Por un misterioso motivo, todos los padres y madres de Estados Unidos sienten repentinamente la necesidad de matar a sus hijos. Pese a que hay humor negro a borbotones, Taylor es consciente del poderío terrorífico de su high concept y elige, inteligentemente, no dejarlo en una simple comedia de manual.
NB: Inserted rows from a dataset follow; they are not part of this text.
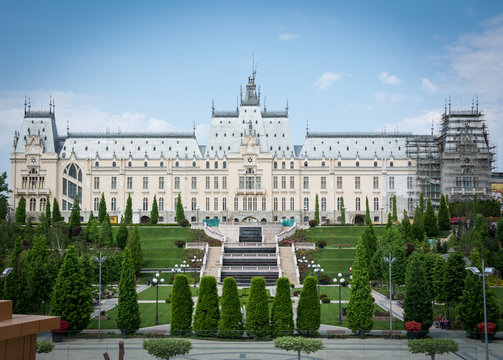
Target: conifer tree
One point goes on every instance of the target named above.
(154, 213)
(128, 213)
(21, 211)
(134, 245)
(128, 311)
(72, 298)
(231, 319)
(181, 306)
(361, 305)
(282, 313)
(180, 214)
(102, 209)
(309, 309)
(430, 220)
(317, 211)
(368, 221)
(444, 222)
(257, 309)
(15, 288)
(56, 214)
(417, 302)
(395, 211)
(207, 313)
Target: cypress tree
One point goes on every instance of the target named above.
(134, 245)
(417, 302)
(128, 214)
(430, 220)
(180, 214)
(122, 235)
(257, 309)
(395, 211)
(368, 221)
(361, 305)
(317, 210)
(444, 222)
(15, 288)
(102, 210)
(56, 214)
(154, 213)
(21, 211)
(72, 298)
(309, 309)
(282, 313)
(231, 318)
(207, 312)
(128, 311)
(181, 306)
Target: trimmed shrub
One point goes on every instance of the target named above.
(257, 309)
(308, 309)
(207, 312)
(231, 318)
(282, 313)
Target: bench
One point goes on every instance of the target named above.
(391, 333)
(336, 333)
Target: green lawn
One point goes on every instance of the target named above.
(147, 315)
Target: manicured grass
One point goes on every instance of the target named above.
(147, 315)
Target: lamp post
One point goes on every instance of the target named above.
(340, 280)
(487, 271)
(194, 261)
(156, 282)
(390, 261)
(100, 260)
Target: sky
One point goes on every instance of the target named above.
(342, 65)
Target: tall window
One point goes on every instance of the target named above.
(323, 183)
(339, 182)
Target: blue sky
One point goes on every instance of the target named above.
(342, 65)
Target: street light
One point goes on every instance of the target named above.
(487, 271)
(100, 260)
(195, 260)
(340, 280)
(156, 281)
(390, 261)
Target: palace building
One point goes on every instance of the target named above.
(249, 170)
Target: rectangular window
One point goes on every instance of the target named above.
(323, 183)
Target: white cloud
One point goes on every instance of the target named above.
(428, 86)
(288, 36)
(389, 79)
(325, 80)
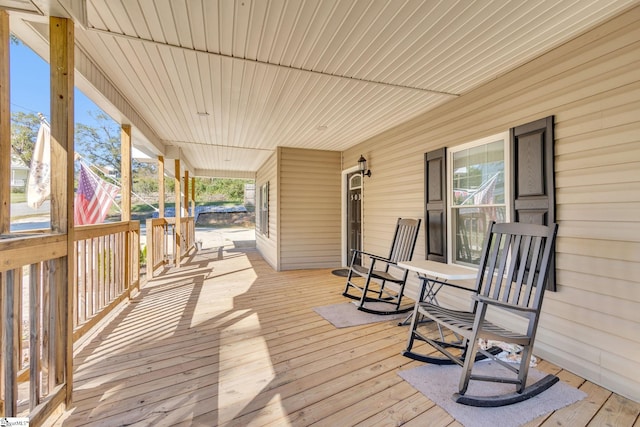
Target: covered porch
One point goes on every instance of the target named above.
(261, 356)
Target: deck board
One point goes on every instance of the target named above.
(226, 341)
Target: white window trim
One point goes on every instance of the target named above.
(507, 181)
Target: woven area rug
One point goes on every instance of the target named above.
(346, 314)
(439, 383)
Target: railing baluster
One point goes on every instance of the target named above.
(35, 281)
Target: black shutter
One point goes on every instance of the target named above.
(435, 196)
(532, 177)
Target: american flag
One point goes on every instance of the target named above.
(93, 198)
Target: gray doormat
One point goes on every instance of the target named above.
(346, 314)
(342, 272)
(438, 383)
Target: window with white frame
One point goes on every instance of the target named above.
(478, 193)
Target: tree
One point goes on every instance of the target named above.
(100, 144)
(24, 132)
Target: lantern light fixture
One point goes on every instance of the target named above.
(362, 165)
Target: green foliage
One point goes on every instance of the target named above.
(100, 144)
(230, 189)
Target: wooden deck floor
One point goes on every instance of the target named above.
(226, 341)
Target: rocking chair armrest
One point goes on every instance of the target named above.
(502, 304)
(455, 285)
(374, 256)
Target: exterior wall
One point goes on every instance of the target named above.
(592, 87)
(309, 208)
(268, 245)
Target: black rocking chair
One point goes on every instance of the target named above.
(381, 270)
(511, 279)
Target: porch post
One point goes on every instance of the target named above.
(193, 198)
(5, 126)
(186, 193)
(178, 212)
(61, 45)
(125, 172)
(125, 200)
(160, 187)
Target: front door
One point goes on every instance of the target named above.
(354, 215)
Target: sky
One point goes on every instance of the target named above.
(30, 86)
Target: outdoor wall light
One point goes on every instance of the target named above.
(362, 164)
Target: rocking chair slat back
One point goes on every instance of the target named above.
(513, 263)
(404, 241)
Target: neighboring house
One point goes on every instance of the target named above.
(19, 174)
(591, 86)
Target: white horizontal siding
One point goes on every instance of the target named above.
(592, 87)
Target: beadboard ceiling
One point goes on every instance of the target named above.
(228, 81)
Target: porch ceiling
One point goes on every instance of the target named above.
(227, 81)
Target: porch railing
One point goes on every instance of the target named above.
(32, 275)
(34, 311)
(162, 244)
(107, 270)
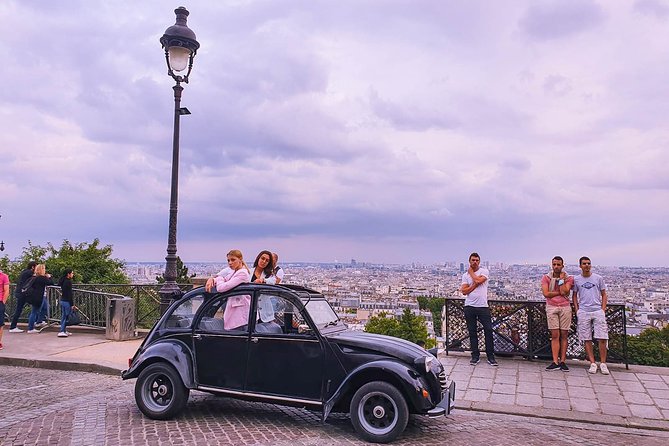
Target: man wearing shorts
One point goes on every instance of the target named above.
(590, 305)
(555, 286)
(4, 294)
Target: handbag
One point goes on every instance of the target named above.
(73, 318)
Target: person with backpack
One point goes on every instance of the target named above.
(33, 291)
(25, 275)
(66, 302)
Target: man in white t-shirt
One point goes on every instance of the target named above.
(475, 287)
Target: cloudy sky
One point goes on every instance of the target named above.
(385, 131)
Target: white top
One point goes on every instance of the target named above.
(478, 297)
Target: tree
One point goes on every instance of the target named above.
(651, 347)
(409, 326)
(435, 305)
(182, 273)
(91, 262)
Como Shyamalan en la fantástica La visita (2015), el director entiende que la sola idea de unos familiares tratando de acabar con su descendencia es perturbadora sin necesidad de aditivos: apelando a la memoria del cine de zombis de manera más que evidente –los romerianos planos generales de progenitores esperando a sus vástagos tras las vallas de los colegios–, Taylor juega con la idea de los espacios seguros (el primer impulso de los hijos, pese a que saben que los padres les están matando, es ir a salvo con ellos) y utiliza a sus monstruos para hablar de la cruda realidad.
Los temas de la maternidad y paternidad como obsolescencia programada, la disolución del individuo en el núcleo familiar o, también, la inmadurez endémica de una sociedad donde sencillamente está mal visto no ser el más guapo, el más vital o el líder de la manada, son expuestos sin sermones ni sobrecargas textuales en una película que, por si esto fuera poco, nunca baja el nivel once de intensidad. Porque a las prodigiosas secuencias de acción marca de la casa o a ese polvo de hadas interpretativo –conocido por la crítica especializada como “Cage Rage”– que el sobrino de Coppola esparce cuando se le libera de todas las cadenas (aquí con la complicidad de una desquiciada y brillante Selma Blair), se les suma una estructura de montaña rusa gracias al hambre feroz del cineasta por, prácticamente, convertir cada cambio de escenario en un más-grande-y-más-difícil-todavía. Taylor, quien a su vez hace las veces de guionista, aguanta el pulso y finaliza el trayecto con un clímax de excepción, ingenioso y ejemplar. Que Mom and Dad clausure la edición de Nocturna que, además, homenajeaba al director de ¿Quién puede matar a un niño? la convierte ya en un broche perfecto.